会談に臨む自民党の鈴木俊一幹事長(右)と国民民主党の榛葉賀津也幹事長(撮影・中山知子)

自民党の鈴木俊一幹事長と国民民主党の榛葉賀津也幹事長は10日、国会内で会談した。

鈴木氏は榛葉氏に対し、与党が13日の衆院通過を目指す26年度予算の早期成立に協力を要請。これに対し榛葉氏は、13日に衆院で採決する場合、協力することは難しいとの考えを伝え、丁寧な審議を行うことなどを求めた。榛葉氏が会談後、報道陣に明らかにした。

国民民主は昨年12月、党肝いりの「年収103万円の壁」の178万円への引き上げや、自動車税・軽自動車税の「環境性能割」の廃止などで合意し、これを受けて、26年度予算や税制改正法案の25年度内の早期に成立させることを確認し、合意書にサインした。しかしその後、高市早苗首相が本来なら予算審議が行われる1月から2月にかけて解散総選挙に踏み切ったことで状況が変わり、国民民主の対応は今後の大きな鍵を握る。
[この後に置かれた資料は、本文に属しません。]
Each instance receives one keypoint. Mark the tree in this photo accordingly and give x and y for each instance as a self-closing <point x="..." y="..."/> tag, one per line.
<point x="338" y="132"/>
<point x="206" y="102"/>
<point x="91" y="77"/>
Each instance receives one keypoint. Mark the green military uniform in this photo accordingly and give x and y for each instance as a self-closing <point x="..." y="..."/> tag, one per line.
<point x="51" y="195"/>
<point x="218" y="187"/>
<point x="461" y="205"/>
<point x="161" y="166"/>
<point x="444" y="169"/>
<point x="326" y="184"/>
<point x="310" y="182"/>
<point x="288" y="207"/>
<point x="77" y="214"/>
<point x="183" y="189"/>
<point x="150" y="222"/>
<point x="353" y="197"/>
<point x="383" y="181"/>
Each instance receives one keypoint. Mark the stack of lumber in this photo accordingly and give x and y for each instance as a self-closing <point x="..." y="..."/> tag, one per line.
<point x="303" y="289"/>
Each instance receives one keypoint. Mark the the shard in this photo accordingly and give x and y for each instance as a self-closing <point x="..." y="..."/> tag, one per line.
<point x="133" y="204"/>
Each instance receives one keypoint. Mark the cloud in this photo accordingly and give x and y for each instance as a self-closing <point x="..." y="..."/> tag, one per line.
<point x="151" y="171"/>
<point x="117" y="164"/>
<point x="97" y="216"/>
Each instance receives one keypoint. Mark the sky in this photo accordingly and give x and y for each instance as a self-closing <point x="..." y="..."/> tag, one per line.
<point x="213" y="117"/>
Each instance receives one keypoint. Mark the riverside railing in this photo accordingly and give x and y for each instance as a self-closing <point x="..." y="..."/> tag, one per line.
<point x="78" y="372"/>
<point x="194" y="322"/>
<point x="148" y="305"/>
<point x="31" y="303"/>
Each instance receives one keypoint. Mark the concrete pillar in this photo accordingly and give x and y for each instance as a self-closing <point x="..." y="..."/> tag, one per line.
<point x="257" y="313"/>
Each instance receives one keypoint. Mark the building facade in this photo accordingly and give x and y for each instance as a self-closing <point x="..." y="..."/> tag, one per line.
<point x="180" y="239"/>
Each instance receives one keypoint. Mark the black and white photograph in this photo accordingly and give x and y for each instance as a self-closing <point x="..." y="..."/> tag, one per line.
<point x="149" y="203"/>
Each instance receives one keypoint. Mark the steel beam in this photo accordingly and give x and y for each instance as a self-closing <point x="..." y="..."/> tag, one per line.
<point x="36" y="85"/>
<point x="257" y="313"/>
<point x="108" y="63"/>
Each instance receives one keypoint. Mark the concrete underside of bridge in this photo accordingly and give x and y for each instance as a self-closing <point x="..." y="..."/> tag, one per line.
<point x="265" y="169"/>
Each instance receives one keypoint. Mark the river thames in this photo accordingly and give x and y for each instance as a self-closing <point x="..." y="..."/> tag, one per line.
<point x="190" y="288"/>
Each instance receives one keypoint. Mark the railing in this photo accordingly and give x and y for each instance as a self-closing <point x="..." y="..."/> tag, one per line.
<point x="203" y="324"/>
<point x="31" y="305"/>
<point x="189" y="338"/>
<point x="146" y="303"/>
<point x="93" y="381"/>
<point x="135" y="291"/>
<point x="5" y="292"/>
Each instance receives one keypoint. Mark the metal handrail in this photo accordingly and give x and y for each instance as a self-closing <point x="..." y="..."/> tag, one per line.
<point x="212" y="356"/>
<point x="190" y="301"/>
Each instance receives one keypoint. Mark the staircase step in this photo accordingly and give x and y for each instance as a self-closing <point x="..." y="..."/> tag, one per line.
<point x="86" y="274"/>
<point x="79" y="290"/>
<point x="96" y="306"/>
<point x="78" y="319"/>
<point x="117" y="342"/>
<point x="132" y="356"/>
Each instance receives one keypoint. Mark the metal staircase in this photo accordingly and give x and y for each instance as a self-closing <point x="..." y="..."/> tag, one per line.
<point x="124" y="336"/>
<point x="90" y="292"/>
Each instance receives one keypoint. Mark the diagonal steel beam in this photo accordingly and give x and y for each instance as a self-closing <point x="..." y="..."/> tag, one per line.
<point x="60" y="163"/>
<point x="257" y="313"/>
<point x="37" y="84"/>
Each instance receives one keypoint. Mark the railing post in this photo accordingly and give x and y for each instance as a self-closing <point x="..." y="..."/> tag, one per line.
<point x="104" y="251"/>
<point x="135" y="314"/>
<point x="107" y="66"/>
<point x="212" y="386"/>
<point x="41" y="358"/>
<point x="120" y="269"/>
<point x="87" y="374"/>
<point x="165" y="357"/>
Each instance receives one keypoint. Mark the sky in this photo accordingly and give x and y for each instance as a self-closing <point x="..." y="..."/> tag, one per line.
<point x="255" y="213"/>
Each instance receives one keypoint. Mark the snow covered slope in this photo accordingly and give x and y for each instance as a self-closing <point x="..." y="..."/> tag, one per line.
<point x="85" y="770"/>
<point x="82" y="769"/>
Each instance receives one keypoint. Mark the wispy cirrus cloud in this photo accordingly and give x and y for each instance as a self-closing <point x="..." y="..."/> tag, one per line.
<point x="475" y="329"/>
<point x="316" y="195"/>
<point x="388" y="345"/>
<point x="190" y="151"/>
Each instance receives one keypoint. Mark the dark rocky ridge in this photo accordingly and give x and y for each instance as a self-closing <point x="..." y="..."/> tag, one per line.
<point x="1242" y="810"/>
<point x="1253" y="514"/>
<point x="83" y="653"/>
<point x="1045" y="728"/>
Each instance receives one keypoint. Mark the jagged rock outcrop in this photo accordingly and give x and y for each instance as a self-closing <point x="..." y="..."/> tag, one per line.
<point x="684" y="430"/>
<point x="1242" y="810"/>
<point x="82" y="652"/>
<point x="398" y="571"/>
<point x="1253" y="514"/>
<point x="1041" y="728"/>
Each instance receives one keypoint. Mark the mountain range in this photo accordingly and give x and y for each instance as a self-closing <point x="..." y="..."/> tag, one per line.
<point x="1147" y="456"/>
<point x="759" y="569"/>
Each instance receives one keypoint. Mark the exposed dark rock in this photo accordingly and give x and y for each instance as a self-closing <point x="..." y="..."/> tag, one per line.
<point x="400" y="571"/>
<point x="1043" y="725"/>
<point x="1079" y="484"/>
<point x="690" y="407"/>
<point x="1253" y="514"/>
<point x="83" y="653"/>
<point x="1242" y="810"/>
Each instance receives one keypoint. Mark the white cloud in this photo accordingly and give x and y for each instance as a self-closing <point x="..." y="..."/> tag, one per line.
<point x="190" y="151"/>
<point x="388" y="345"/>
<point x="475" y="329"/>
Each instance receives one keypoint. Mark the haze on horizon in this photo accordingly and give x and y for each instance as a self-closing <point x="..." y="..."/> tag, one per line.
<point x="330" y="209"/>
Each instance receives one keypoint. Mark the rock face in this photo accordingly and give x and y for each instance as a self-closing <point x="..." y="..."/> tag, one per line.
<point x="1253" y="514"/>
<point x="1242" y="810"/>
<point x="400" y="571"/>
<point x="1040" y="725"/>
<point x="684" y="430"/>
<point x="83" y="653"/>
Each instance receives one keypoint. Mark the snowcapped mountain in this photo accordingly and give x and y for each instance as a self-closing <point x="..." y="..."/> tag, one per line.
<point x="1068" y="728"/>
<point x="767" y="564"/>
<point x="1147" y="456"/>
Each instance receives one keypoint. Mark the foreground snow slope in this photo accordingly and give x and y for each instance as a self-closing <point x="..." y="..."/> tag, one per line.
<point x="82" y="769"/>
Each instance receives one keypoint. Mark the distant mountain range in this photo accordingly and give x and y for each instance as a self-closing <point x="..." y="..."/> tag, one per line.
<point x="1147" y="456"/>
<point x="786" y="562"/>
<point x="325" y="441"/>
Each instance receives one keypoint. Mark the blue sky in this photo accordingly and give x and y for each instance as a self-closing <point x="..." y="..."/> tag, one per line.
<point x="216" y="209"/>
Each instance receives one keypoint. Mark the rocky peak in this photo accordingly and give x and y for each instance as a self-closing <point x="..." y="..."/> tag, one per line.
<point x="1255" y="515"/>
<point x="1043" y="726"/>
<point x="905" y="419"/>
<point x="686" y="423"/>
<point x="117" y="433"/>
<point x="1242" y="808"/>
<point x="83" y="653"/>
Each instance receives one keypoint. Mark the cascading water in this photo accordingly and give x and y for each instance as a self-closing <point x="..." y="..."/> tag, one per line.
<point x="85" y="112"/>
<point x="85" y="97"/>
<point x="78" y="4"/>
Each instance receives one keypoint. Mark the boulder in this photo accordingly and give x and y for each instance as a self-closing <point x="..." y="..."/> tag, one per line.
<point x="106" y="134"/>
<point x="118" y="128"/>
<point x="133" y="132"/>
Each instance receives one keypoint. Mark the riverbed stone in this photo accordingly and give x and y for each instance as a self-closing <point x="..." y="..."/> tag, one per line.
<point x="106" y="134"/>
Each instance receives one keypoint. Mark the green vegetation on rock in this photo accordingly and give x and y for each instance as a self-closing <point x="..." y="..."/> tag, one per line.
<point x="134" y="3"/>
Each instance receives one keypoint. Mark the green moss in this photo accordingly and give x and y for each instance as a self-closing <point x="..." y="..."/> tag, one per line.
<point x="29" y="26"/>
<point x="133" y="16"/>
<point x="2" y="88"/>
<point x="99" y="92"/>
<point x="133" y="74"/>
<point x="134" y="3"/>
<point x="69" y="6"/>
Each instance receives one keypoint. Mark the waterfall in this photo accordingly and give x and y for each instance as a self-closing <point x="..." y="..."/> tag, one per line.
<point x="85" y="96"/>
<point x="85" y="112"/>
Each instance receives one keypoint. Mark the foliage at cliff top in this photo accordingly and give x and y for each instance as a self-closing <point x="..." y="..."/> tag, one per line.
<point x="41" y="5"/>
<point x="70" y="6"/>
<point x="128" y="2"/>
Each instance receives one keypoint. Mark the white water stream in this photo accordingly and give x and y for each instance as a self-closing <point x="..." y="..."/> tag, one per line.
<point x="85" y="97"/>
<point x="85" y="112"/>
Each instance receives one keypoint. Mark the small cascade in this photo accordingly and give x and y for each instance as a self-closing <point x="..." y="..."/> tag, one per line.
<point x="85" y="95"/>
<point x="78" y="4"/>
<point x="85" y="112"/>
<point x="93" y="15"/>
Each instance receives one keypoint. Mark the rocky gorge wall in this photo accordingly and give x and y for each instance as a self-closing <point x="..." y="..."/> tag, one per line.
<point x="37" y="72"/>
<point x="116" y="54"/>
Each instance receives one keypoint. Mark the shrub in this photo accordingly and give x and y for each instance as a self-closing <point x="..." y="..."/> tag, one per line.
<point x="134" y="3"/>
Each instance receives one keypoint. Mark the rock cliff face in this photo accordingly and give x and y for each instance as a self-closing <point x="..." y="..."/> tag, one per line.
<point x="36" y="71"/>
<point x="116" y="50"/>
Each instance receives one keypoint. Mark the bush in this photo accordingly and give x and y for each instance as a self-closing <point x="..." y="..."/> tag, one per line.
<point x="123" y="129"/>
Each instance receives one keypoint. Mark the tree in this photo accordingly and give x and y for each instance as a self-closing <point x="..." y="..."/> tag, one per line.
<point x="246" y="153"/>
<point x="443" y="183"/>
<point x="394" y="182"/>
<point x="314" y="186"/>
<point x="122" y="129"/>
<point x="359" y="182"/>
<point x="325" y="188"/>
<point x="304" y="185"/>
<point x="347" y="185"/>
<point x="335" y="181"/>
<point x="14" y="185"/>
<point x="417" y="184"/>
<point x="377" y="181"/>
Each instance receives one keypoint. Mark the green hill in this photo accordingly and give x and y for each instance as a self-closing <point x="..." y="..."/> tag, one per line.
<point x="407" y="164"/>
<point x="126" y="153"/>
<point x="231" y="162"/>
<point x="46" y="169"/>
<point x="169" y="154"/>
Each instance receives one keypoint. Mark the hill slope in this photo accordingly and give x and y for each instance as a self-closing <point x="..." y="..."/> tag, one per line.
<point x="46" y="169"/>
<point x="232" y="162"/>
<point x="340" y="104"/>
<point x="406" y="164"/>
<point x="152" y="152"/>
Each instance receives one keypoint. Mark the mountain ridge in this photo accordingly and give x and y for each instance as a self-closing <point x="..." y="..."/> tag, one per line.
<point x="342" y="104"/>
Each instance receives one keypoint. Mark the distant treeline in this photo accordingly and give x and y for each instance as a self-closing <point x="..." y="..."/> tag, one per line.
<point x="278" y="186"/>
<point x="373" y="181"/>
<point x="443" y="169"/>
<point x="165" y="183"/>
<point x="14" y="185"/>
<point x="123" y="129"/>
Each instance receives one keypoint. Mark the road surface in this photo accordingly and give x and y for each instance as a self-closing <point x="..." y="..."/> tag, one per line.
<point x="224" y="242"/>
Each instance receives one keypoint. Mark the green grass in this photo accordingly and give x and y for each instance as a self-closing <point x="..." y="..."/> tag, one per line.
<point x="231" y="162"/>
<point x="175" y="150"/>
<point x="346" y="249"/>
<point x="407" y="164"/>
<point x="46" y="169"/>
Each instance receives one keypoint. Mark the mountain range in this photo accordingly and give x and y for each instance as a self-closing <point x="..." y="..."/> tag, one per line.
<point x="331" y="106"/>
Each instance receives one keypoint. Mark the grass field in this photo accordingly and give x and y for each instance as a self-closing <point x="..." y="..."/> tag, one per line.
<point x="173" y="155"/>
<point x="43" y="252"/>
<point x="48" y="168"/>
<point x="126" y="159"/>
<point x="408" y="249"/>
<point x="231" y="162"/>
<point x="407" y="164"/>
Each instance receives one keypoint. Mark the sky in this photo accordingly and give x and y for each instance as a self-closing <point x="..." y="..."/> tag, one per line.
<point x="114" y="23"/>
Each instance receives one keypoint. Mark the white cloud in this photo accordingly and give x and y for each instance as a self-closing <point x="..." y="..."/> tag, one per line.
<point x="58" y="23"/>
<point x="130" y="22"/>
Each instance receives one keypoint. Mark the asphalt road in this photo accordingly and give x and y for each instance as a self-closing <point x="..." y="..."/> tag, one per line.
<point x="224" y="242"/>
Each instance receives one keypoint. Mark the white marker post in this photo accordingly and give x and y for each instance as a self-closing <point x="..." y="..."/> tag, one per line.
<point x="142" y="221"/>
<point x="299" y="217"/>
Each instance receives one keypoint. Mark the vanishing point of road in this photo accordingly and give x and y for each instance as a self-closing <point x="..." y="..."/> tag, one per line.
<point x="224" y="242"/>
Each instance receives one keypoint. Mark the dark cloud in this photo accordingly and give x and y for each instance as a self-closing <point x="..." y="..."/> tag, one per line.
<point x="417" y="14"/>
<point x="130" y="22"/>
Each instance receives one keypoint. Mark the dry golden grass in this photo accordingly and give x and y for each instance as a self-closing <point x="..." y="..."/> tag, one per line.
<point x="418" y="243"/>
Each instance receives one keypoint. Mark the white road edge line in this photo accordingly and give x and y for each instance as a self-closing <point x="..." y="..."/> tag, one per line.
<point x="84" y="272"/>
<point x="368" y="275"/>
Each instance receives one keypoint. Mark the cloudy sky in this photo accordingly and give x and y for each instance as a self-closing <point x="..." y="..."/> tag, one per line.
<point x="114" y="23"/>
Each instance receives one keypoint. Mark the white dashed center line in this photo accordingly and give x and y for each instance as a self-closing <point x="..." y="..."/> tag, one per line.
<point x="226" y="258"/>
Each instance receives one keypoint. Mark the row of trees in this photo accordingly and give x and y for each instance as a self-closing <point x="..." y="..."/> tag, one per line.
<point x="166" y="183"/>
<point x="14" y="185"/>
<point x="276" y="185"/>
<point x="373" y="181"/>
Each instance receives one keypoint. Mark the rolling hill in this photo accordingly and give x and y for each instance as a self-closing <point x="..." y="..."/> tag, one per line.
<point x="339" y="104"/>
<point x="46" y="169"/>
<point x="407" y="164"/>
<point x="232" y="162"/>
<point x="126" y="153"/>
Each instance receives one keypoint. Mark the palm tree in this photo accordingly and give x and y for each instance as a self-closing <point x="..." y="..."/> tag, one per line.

榛葉氏は6日の会見で、「遠回りのようにみえるが、少数意見や異なる意見にどう耳を傾けていくのかということも、民主主義のプロセスの中ではとても大切。野党も、いたずらに審議を引っ張るつもりは毛頭ない。いちばんやってはいけないのは、国民生活に影響が出ること」とした上で「この2つを同時に生かすには、暫定予算を組んででもしっかり国民生活に影響が出ないようにすること」として、暫定予算編成の必要性にも触れていた

高市首相の強い意向を受けて、与党が13日に予算を衆院通過させ参院に送ったとしても、参院は少数与党で野党が過半数を握る。高市首相がこだわる予算の年度内成立に向けては、まだ不安定要素が残っている。